SFA Saniflo donates above-floor plumbing system for non-profit Oxford House

NEWTON, KAN. — Two months ago, retired manufacturing engineer Thomas Tittel purchased a five-bedroom, three-bath home here to support an innovative addiction recovery program. Unknown to Tittel, the 3,245-sq.ft. ranch home lacked proper plumbing for a basement bathroom necessary to accommodate the 10 planned renters from Oxford House, a transitional housing program for recovering alcoholics and addicts.

NEWTON, KAN. — Two months ago, retired manufacturing engineer Thomas Tittel purchased a five-bedroom, three-bath home here to support an innovative addiction recovery program. Unknown to Tittel, the 3,245-sq.ft. ranch home lacked proper plumbing for a basement bathroom necessary to accommodate the 10 planned renters from Oxford House, a transitional housing program for recovering alcoholics and addicts.

“Although a basement bathroom was roughed in, it would have cost upwards of $2,500 to install the necessary sewage ejector pit and pump to make the water flow properly,” said Tittel, who learned of an alternative solution from plumbing representative Brett Bartlik, who is affiliated with one of 18 Oxford Houses in neighboring Witchita, Kan.

A 20-year plumbing industry veteran, Bartlik knew a solution for Tittel’s plumbing problem and recommended the Saniflo SANIBEST heavy-duty grinding system.

“When you offer people an economical and straightforward alternative to digging up a concrete floor, it’s no contest between above-floor and conventional plumbing,” said Bartlik, who is also a sales representative with Kansas City, Mo.-based Neenan Co., a plumbing wholesaler with locations in Missouri and Kansas.

Above-floor grinding and macerating systems, such as those made by SFA Saniflo, enable homeowners to install a bathroom virtually anywhere without breaking through the floors — a special advantage when those floors are made of concrete. Instead of routing waste and water down through a conventional floor drain, Saniflo macerating and grinder systems pump the effluent up through a 3/4-in. or 1-in. discharge line made of PVC or CPVC to a soil stack or septic tank.

By using a SANIBEST heavy-duty grinder system, Tittel was able to create a full basement bathroom, and route all waste water from not only the toilet, but also the tub/shower and lavatory sink, through the unit situated behind the toilet. Constructed from hardened steel, the unit’s grinder blade rotates against a stationary, perforated base plate, so that waste is quickly and easily dispersed through the base plate’s holes before being pumped into the discharge line.

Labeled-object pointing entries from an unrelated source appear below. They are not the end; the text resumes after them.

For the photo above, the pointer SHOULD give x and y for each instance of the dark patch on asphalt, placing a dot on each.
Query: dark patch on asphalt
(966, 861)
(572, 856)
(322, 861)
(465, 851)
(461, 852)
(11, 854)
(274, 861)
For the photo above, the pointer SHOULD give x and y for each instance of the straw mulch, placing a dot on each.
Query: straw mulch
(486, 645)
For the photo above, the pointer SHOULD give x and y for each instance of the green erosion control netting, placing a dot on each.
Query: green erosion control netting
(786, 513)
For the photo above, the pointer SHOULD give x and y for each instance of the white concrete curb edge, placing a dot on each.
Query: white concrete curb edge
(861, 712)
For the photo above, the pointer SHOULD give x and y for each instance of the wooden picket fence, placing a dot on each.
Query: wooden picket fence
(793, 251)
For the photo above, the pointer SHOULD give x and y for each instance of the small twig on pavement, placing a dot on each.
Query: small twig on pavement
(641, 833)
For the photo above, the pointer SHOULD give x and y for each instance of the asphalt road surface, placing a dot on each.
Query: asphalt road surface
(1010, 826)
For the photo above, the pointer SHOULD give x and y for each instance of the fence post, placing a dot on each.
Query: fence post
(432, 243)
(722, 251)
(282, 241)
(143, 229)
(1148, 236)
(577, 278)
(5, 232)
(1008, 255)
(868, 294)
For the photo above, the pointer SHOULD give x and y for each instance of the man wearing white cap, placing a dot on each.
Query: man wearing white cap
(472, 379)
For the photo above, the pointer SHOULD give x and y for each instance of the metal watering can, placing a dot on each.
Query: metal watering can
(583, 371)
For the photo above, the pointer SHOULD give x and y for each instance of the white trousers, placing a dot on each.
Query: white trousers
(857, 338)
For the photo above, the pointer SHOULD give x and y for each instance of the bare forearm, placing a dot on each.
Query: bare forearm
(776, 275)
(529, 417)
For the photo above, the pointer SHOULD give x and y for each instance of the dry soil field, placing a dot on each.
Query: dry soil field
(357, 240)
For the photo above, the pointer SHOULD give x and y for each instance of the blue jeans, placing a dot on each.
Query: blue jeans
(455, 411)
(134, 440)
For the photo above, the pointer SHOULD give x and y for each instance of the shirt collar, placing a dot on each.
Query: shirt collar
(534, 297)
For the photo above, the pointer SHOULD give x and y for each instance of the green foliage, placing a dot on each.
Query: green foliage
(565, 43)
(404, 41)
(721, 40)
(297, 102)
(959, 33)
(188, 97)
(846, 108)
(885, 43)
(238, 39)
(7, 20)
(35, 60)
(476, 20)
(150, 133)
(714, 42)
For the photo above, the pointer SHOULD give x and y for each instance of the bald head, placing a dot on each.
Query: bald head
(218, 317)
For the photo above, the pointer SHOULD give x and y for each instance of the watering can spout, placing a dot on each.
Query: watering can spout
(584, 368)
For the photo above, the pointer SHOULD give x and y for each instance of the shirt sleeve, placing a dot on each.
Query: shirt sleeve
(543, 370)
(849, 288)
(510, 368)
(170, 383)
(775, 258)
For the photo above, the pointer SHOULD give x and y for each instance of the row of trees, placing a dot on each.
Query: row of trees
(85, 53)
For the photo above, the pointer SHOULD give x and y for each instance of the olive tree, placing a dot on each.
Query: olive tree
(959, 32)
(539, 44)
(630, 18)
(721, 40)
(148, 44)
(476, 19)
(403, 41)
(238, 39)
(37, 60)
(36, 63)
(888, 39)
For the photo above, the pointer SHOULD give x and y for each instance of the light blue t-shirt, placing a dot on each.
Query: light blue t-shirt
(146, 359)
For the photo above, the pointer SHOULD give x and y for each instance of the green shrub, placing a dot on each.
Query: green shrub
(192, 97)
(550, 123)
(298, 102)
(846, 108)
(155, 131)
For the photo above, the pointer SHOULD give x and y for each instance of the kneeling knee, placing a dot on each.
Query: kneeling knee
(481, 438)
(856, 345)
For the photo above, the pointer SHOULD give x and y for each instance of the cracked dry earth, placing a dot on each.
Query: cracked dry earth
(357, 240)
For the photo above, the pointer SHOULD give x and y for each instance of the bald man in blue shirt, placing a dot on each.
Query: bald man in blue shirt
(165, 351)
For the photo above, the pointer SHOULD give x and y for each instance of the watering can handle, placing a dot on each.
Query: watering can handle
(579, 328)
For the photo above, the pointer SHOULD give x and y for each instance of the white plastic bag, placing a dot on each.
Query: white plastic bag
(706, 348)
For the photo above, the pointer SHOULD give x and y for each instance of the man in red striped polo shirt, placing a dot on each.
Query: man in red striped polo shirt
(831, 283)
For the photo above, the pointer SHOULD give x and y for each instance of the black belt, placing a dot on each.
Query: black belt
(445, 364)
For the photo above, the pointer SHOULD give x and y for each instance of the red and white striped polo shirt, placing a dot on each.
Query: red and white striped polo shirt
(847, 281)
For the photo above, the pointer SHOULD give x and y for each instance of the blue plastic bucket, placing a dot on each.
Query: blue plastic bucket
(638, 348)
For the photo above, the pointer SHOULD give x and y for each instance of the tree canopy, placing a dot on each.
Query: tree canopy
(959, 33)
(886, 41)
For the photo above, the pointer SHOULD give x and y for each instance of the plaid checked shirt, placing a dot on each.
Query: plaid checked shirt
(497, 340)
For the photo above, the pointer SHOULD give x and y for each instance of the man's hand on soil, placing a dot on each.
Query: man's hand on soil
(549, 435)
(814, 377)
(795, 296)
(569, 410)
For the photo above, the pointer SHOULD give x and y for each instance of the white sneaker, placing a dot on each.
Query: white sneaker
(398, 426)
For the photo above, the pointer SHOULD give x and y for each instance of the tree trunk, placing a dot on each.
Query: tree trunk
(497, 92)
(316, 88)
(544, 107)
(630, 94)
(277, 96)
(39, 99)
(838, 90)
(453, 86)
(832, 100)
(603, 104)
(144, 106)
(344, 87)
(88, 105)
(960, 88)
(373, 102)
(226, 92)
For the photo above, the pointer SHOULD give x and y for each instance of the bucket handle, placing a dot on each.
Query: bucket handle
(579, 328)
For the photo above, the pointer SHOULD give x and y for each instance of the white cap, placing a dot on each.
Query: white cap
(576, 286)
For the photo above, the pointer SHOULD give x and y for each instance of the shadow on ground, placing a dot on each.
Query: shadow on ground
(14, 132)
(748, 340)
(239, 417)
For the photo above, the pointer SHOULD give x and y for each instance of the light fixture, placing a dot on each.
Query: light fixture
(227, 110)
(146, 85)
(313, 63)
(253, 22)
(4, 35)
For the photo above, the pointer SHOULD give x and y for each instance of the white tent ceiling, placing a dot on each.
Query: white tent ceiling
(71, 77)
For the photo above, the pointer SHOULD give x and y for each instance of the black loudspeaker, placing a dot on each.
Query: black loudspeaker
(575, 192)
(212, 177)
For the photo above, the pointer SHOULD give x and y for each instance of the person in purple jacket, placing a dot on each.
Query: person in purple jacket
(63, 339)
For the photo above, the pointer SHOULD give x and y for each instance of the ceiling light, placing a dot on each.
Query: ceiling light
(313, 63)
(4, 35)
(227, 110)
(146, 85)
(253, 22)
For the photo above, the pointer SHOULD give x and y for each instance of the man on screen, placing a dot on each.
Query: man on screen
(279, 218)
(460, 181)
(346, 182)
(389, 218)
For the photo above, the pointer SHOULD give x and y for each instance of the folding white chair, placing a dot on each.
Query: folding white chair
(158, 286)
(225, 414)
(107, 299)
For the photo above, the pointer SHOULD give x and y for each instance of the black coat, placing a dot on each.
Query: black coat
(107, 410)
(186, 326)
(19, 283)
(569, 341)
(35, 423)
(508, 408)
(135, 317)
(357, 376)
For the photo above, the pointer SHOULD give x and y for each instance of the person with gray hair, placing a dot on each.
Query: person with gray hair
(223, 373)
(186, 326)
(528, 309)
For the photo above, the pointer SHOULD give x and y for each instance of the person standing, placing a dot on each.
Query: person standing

“The SANIBEST can easily handle the accidental flushing of sanitary articles, such as feminine products, baby wipes, dental floss, etc.,” said Bartlik. “In fact, I won’t sell a pump without a grinder blade. In our business you have to plan for the worst-case scenario.”

The SANIBEST cutting blade operates at 3,600 revolutions per minute, using a 0.8-horsepower pump to send the effluent to the sewer or septic system. Although Tittel’s system needs to pump waste and water just nine vertical feet and 10 horizontal feet to tie into the home’s sewer line, the SANIBEST can move effluent up to 150 horizontal feet and 18 vertical feet. This extra pumping power, which uses 1.28-gpf., provides home and building owners flexibility in deciding where to put a new bathroom.

The up-flush grinder system took plumbing contractor Darence Munsell, owner of Newton, Kan.-based Master Plumbing Inc., a little more than three hours to install. “I’ve worked with up-flush technology for several years now and think it’s a great solution for certain applications,” said Munsell. “The installation was very straightforward and a real time-saver.”

Plumbing philanthropy

Upon learning of the Oxford House project from Bartlik, Micah Moseley of Cornerstone Sales Agency, Saniflo’s Tulsa, Okla.-based sales agent in Kansas, arranged for the SANIBEST system  to be donated free of charge to the non-profit organization.

“The home’s original plumber misread the location of the sewer line, so they would have had to re-plumb the entire project without this innovative solution,” explained Moseley. “Everyone needs a second chance to succeed, and we appreciate the opportunity to lend a helping hand.”

Tittel views the project as a group success. “This was one way that I could give something back to a community,” he said. “It turned out to be such a positive experience, I’m thinking of doing it again if it would benefit more neighbors in other cities.”

Oxford House Inc. is a worldwide network of self-run, self-supported recovery houses for individuals in recovery from addiction to alcohol and or other drugs. Since Oxford House began in 1975, this publicly supported, non-profit 501(c)3 corporation has established more than 1,600 Oxford Houses throughout the United States.